The electric vehicle charging station sector has been booming in France in recent years, driven by public policies in favor of sustainable mobility. With an ambitious target of 400,000 recharging points across the country by 2030, compared with just over 100,000 at present, this fast-growing market raises crucial issues of competition and transparency for consumers.
Widespread pricing opacity denounced
In an opinion published on Tuesday, the French competition authority (Autorité de la Concurrence), which is responsible for ensuring that competition operates smoothly, points the finger at a “particularly high level of pricing opacity” in the market for electric charging stations. According to the institution, consumers face a “major information deficit” when it comes to top-up tariffs, making it virtually impossible to compare prices. The Authority highlights the multiplicity of charging methods offered at the same terminal (with or without subscription, depending on the operator), the various pricing parameters (per minute, per kWh, additional charges), as well as the variables linked to the terminal’s power and the vehicle’s characteristics, all of which contribute to this financial opacity for the user.

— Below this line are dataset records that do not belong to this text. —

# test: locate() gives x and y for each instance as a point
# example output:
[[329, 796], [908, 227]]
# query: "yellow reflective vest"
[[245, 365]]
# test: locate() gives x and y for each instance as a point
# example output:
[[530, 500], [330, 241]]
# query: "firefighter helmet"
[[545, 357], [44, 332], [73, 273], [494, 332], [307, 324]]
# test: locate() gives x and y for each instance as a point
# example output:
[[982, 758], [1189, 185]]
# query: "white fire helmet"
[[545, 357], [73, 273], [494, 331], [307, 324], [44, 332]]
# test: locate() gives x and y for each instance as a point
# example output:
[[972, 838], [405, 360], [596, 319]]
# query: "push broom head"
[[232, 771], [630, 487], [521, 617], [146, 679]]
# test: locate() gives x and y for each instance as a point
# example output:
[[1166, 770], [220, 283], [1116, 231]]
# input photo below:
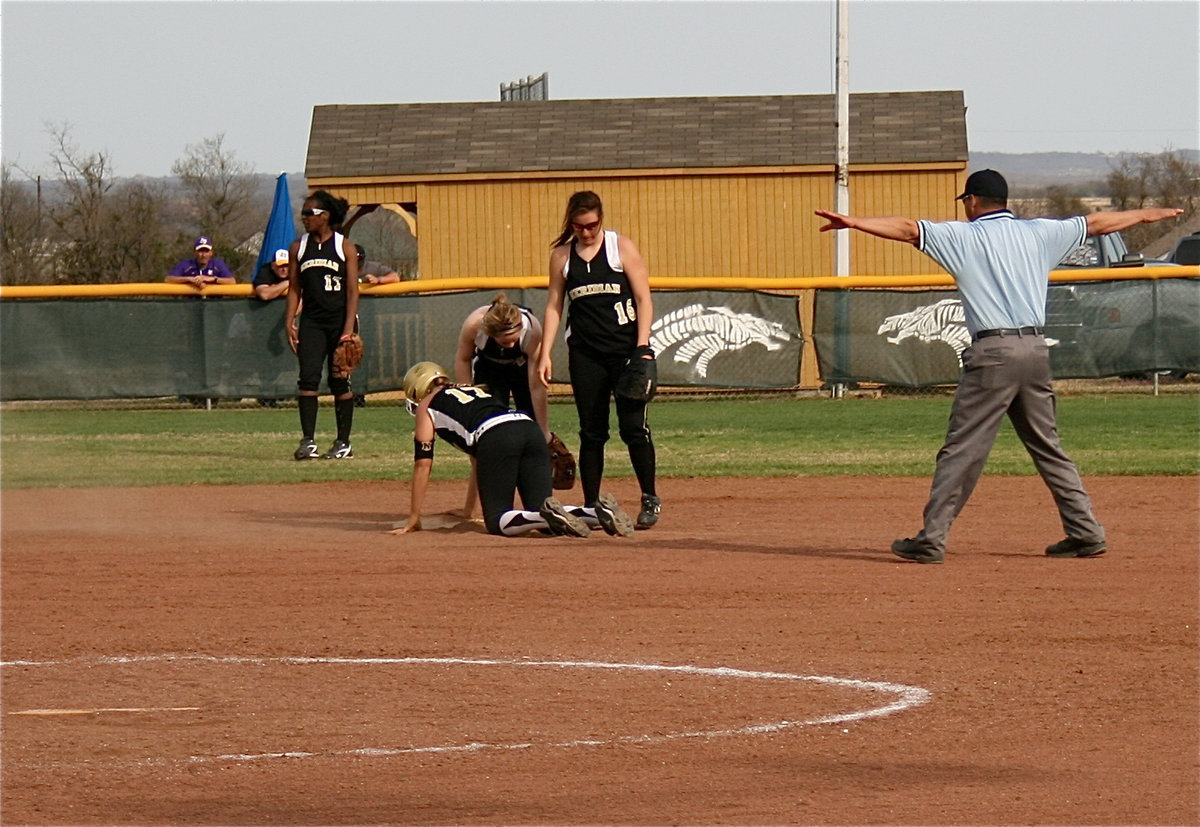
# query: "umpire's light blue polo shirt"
[[1002, 263]]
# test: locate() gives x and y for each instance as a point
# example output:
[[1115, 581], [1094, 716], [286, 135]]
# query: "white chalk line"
[[906, 697], [94, 711]]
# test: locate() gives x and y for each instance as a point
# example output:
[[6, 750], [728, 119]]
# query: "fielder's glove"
[[640, 377], [347, 357], [562, 463]]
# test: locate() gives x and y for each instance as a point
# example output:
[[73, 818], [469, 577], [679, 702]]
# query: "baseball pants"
[[511, 459], [1005, 376], [593, 378]]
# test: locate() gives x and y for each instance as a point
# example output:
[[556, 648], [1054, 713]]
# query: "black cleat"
[[649, 513], [1073, 547], [916, 551]]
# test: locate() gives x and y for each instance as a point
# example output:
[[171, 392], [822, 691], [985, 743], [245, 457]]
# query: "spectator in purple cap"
[[203, 269]]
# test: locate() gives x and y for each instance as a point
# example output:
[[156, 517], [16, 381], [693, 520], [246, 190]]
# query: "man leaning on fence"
[[1001, 265], [202, 269]]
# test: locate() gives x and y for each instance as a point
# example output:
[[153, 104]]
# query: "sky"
[[143, 81]]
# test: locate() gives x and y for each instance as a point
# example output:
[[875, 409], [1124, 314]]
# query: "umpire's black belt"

Recommendations for restoring transparency
In order to re-establish greater tariff transparency, the key to fair competition, the Autorité de la concurrence has drawn up no fewer than 40 recommendations for public authorities, regulators and industry players. Among its main recommendations, it calls for a single kilowatt-hour (kWh) charge for recharging, and for tariffs to be transmitted and updated in real time in an accessible government database. The Authority also suggests rapidly experimenting with the display of refueling prices upstream of stations and at main freeway entrances, along the lines of what is done for traditional fuels.
Consumer information is of paramount importance
Although increased tariff transparency could theoretically increase the risk of anti-competitive practices such as price collusion between operators, the French Competition Authority believes that consumer information must take precedence in this emerging sector.
It therefore recommends that, at the end of each recharging session, terminal operators be obliged to display instantly and clearly the price actually paid by the electric vehicle user directly on the terminal.
For the Autorité, these measures in favor of greater transparency are essential to “restore consumer confidence” and promote the healthy development of this strategic market for the energy transition.